Un Fai belge devra filtrer les téléchargements illicites (MàJ)

FAI, aye aye 222
scarlet tiscali C’est une véritable bombe que vient d’initier la justice belge à la demande de la SABAM (Société Belge des Auteurs, Compositeurs et Editeurs) et qui va sans nul doute inspirer d’autres sociétés de répartition.

Dans un jugement du 29 juin 2007, le tribunal de première instance de Bruxelles a en effet exigé du FAI Tiscali (propriété de Scarlet) « qu'il adopte une des mesures techniques avancées (…) pour empêcher les internautes de télécharger illégalement le répertoire musical de la SABAM via les logiciels P2P ». En clair ? Il est tout simplement demandé à Tiscali de mettre en place un filtrage

Onze solutions de blocages ou filtrages

L’affaire remonte à fin 2004 lorsque dans une première décision, un tribunal reconnaissait bien des atteintes au droit d'auteur par des clients Tiscali, mais faute d’être suffisamment éclairé « sur la faisabilité technique des mesures à prendre en vue d'arrêter les atteintes prononcées », il demandait des mesures d’expertise. Celui-ci rendit son rapport en janvier 2007, avec à la clef onze solutions de blocage ou de filtrage des systèmes de P2P, parmi lesquelles sept sont applicables au réseau du FAI en cause. La décision du 29 juin était ainsi toute naturelle, malgré des résistances du fournisseur.

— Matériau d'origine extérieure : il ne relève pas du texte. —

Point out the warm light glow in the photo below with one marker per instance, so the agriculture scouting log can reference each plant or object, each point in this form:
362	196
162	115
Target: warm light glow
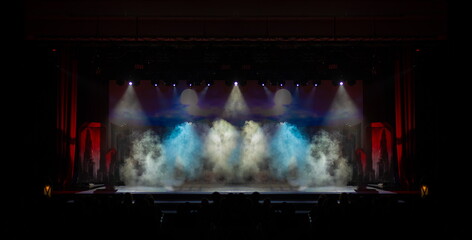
424	191
235	105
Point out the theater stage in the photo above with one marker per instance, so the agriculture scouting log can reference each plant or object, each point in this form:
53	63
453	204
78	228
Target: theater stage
207	188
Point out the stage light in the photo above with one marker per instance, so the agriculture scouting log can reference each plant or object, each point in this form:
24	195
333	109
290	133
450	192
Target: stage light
133	83
424	191
47	190
281	83
120	82
209	82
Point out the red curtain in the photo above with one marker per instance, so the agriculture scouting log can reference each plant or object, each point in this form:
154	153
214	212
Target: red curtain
404	115
66	113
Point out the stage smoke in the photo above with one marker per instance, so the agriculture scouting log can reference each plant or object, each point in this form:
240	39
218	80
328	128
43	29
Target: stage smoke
325	164
146	164
253	151
233	155
288	151
183	152
220	147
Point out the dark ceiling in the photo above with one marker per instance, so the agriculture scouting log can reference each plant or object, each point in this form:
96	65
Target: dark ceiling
186	20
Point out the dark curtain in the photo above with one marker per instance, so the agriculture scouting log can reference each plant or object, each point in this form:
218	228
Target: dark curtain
404	116
66	116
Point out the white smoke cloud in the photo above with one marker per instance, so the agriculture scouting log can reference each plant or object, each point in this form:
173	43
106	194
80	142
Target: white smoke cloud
223	153
325	164
220	149
146	164
253	150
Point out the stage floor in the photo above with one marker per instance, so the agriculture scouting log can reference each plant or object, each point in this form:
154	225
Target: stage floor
195	188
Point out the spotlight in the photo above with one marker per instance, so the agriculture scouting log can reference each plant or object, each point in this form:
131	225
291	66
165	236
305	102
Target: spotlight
351	82
120	82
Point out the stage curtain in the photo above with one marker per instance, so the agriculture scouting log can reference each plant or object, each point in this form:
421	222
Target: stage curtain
404	115
66	113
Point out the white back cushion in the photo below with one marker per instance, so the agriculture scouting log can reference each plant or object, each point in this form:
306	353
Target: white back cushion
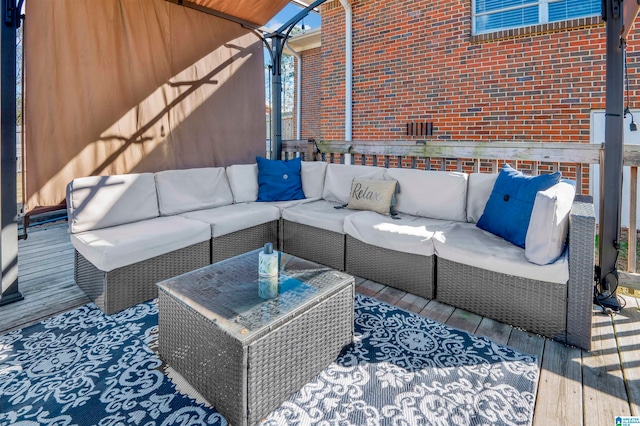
95	202
549	224
337	181
243	179
313	178
192	189
432	194
478	193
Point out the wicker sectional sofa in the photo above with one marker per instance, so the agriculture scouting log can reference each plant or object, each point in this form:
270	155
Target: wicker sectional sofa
131	231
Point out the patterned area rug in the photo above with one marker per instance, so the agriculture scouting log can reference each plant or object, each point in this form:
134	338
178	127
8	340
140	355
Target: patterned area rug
83	367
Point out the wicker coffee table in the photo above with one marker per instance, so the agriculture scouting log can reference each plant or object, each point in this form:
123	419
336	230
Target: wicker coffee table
246	344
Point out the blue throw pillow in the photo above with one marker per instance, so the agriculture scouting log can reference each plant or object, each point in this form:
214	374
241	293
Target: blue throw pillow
279	180
508	210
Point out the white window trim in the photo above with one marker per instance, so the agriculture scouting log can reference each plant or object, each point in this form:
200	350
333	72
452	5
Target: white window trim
543	15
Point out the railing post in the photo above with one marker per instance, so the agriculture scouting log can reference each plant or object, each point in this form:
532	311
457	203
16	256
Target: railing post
633	231
8	200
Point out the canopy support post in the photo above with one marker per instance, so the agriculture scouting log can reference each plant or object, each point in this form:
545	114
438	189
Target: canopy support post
278	39
8	178
611	195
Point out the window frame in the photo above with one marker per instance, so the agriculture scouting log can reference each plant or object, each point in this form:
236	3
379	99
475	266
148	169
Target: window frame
543	15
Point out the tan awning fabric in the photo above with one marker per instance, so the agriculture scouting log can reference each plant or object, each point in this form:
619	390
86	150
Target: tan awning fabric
257	12
119	86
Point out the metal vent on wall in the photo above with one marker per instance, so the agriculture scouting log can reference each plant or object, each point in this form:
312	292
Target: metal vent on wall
420	129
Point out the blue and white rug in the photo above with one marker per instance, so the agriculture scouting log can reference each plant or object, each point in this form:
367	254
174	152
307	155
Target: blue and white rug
85	368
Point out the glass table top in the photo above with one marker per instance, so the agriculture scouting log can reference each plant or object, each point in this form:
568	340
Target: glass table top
232	295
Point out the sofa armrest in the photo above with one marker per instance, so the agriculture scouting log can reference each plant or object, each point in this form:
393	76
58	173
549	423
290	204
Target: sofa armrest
582	229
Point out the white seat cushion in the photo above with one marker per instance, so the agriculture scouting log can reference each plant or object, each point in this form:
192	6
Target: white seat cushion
95	202
467	244
434	194
243	179
338	178
123	245
319	214
478	193
281	205
409	234
313	173
235	217
192	189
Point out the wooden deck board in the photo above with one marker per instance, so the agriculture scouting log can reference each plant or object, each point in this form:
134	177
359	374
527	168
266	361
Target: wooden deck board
574	387
604	392
494	330
412	303
464	320
560	385
437	311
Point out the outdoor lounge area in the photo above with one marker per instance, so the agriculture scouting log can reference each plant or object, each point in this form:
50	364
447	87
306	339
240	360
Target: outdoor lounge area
441	228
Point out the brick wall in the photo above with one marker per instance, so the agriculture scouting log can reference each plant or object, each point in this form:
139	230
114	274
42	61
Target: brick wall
310	110
417	61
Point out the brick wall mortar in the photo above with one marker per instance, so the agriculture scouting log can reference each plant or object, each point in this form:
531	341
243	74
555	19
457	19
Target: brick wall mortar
417	61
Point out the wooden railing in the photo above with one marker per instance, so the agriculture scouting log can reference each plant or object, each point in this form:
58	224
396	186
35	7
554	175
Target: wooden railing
532	157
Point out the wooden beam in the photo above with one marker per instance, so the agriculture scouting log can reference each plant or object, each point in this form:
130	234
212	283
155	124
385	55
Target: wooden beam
553	152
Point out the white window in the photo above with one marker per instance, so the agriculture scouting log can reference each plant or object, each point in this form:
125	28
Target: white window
496	15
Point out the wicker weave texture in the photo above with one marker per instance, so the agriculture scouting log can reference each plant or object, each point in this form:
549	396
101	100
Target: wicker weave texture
213	362
408	272
245	383
239	242
315	244
286	359
536	306
581	269
121	288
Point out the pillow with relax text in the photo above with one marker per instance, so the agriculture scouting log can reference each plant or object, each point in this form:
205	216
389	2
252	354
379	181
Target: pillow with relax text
508	211
279	180
372	194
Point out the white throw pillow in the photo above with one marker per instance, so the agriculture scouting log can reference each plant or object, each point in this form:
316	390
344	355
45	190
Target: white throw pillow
478	193
313	178
338	178
549	224
243	179
433	194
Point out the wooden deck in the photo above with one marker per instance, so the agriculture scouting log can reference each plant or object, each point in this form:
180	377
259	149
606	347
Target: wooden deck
575	387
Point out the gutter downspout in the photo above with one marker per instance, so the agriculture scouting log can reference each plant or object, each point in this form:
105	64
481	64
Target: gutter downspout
348	118
298	86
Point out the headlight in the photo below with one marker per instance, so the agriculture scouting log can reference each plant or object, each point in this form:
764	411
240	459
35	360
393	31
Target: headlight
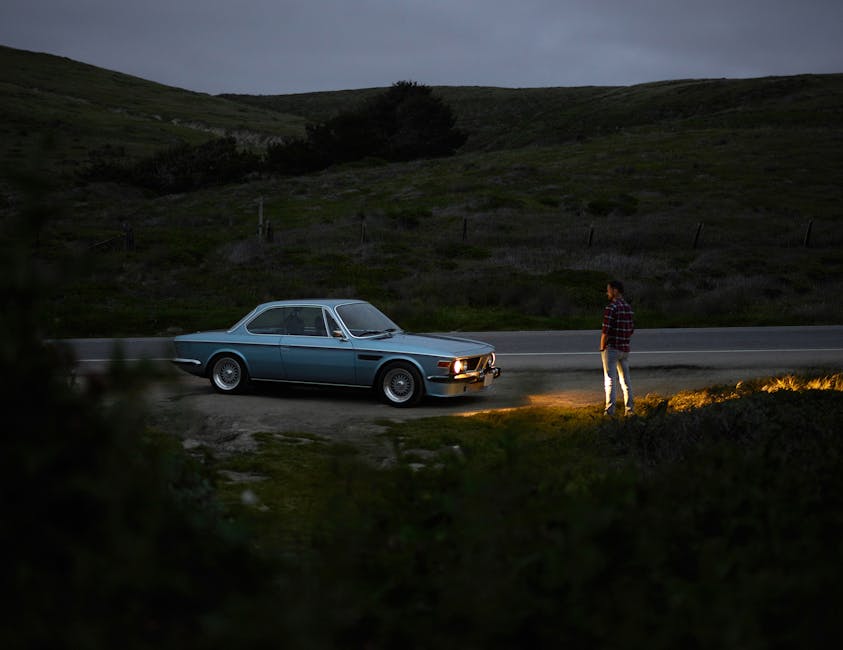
455	367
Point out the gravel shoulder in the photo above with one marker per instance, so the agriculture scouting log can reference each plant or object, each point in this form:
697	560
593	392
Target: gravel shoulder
188	407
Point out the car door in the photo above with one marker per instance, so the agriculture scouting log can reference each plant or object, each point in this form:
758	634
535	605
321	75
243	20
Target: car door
311	353
262	345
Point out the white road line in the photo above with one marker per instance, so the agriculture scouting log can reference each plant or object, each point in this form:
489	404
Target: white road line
638	352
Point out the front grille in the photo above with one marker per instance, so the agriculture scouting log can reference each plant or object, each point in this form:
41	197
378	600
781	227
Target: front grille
475	363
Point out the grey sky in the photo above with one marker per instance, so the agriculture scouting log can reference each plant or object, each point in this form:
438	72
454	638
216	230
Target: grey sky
283	46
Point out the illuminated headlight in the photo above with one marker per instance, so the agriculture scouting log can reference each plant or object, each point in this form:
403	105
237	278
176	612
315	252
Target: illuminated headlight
454	367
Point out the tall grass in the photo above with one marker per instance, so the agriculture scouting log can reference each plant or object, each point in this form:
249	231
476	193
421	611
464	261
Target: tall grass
708	520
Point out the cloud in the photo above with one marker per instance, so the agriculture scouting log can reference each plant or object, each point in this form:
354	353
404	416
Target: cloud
265	46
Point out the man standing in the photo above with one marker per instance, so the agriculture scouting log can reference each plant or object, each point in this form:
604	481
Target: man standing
618	326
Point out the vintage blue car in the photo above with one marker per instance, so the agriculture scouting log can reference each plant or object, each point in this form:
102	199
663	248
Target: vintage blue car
336	343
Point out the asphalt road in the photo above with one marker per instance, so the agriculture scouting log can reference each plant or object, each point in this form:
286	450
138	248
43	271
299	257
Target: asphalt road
551	368
772	348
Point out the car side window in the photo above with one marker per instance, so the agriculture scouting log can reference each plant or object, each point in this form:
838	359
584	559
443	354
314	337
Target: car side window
269	322
296	321
333	326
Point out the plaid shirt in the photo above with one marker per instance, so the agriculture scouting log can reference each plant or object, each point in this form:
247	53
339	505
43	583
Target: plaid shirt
618	324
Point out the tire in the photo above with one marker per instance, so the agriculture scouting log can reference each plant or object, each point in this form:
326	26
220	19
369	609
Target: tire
228	374
400	384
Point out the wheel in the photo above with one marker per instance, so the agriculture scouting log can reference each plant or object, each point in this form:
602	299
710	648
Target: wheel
401	385
228	374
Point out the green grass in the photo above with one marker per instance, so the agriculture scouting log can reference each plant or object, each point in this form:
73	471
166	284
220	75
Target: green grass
496	237
709	518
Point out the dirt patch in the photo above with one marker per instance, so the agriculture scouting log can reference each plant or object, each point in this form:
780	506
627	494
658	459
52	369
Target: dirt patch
189	407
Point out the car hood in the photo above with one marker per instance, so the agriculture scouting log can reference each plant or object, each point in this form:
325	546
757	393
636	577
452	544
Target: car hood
434	344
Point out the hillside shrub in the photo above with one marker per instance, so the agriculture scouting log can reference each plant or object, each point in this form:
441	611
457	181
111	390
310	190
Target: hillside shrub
181	168
406	122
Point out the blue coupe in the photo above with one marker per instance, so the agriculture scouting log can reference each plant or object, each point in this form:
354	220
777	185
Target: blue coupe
336	343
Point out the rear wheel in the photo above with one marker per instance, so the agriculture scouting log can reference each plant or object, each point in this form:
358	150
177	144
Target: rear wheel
228	374
401	385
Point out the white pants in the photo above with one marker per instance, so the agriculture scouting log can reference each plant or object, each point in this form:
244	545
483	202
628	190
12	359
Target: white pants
616	367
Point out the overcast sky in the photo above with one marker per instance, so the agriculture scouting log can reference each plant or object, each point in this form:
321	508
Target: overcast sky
286	46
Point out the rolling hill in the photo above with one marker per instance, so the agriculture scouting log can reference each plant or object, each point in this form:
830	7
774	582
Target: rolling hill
718	201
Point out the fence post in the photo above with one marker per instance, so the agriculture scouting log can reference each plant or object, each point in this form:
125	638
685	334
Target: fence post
807	242
697	236
362	216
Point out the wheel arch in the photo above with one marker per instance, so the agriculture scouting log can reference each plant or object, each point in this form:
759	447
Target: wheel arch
223	352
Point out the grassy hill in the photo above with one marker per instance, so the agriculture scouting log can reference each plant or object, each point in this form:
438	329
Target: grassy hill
718	201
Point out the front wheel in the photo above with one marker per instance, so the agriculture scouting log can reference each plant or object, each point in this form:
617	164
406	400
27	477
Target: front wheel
401	385
228	374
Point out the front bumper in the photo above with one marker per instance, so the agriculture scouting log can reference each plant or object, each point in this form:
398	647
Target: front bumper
452	385
192	366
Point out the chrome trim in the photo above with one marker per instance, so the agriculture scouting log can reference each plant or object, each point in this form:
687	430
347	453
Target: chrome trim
187	362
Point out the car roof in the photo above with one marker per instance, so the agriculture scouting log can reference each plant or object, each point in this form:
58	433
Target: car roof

Tiscali a vainement tenté de se défendre avec l’aide du droit à la vie privée, du droit au secret de la correspondance ou du droit à la liberté d'expression. Son argument selon lequel « les mesures techniques sollicitées revenaient à lui imposer une obligation de surveillance de la totalité du trafic P2P contraire à la législation sur le commerce électronique » a été vain lui aussi. Même sort pour l’exception soulignant le risque de voir ce tuyau de données perdre son exonération de responsabilité naturelle.

Un filtre au bout du tuyau

Pour le tribunal, explique la SABAM, il n’y a aucun ordre de surveillance généralisé, mais nuance, simplement la mise en place d’instruments techniques visant à « à bloquer ou à filtrer certaines informations transmises sur le réseau de Tiscali », des mesures « qui ne sont pas constitutives d'une obligation générale de surveiller le réseau ». De plus, sur l’argument tenant à la vie privée, il a décidé que les logiciels de filtrage et de blocage ne traitent en tant que tels aucune donnée à caractère personnel, mais ont un caractère purement technique et automatique.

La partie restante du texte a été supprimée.